Breast cancer ; Recurrence ; Metastasis ; Microbiome ; Machine learning
Abstract
Recurrence and metastasis of breast cancer (RMBC) have a decisive impact on patient survival, necessitating reliable biomarkers for its early prediction. This study used machine learning to evaluate blood microbiome profiles as predictive biomarkers of RMBC. A retrospective predictive analysis was conducted on 288 participants, including 96 patients with breast cancer and 192 healthy controls. After 7 years of follow-up, patients were classified into disease-free survival (DFS, n = 88) and RMBC (n = 8) groups. Blood microbiome composition was analysed using 16S rRNA sequencing, followed by quality control. The Synthetic Minority Oversampling Technique (SMOTE) was employed to address class imbalance. Eleven machine learning models were trained using leave-one-out cross-validation (LOOCV) and k-fold cross-validation, and evaluated based on the area under the receiver operating characteristic curve (AUROC), recall, precision, F1-score, and Matthews correlation coefficient (MCC).

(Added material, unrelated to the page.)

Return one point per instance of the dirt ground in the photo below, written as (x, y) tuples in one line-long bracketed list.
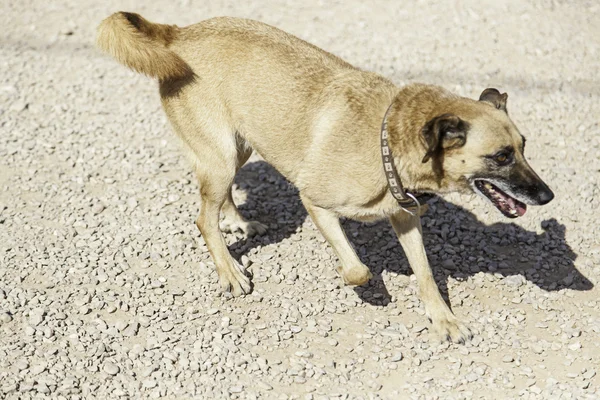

Alpha diversity was significantly lower in DFS and RMBC groups than in the healthy control group (p < 0.05), while beta diversity analysis revealed distinct clustering. The random forest achieved an AUROC of 0.94, a recall of 0.81, an F1-score of 0.83, and an MCC of 0.88. Enterobacter, Bacteroides, Klebsiella, and Bifidobacterium were among the key microbial genera predicting RMBC in the top five models. Blood microbiome profiling shows potential as a non-invasive RMBC biomarker. Machine learning effectively distinguished RMBC, warranting further validation.